2. Use pellet lime. Thats a real option, and what most people do. I think we all agree that pellet lime doesn’t work better than ag lime. The idea that it takes less pellet lime isn’t backed by science. It’s what is said to make people feel better about spreading less lime. For our 2 acre food plotter above with an atv and hand spreader it would take 200 bags of 50lb pellet lime. And most come in 40lb bags. I think it is about the most stupid thing in the world to break your back spreading that much pellet lime for a food plot. And I would say is probably impossible for most.
So, most out out 10 or maybe 20 bags, say they will do that every time they plant, and probably don’t and throw some out every couple of years. Basically having minimal impact on what they are doing.
3. Use liquid lime. They can buy 2 jugs of plot start and put out once, maybe twice a season when they plant. Most have a sprayer, either backpack or atv. It is extra work, but not back breaking by any means. If done as part of regenerative ag they might do like the pellet example. Do it the first time and say they will do it again but don’t.
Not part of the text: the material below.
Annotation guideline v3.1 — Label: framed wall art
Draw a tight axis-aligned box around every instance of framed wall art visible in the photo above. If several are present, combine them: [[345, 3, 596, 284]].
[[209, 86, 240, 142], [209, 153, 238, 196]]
They get a quick change for the positive. Their crops grow Better they season. They get increased OM, which makes the soil biology better. They hold more moisture in the soil, and the next and next crops do better without adding more lime and probably get improved soil ph over time with the microbes in the soil working.
Again, people against always go back to big ag. But that is not the example we should look at. Always compare to the 2 acre weekend food plotter.
Cost in this scenario is negligible and most likely the same or less than guy using pellet lime.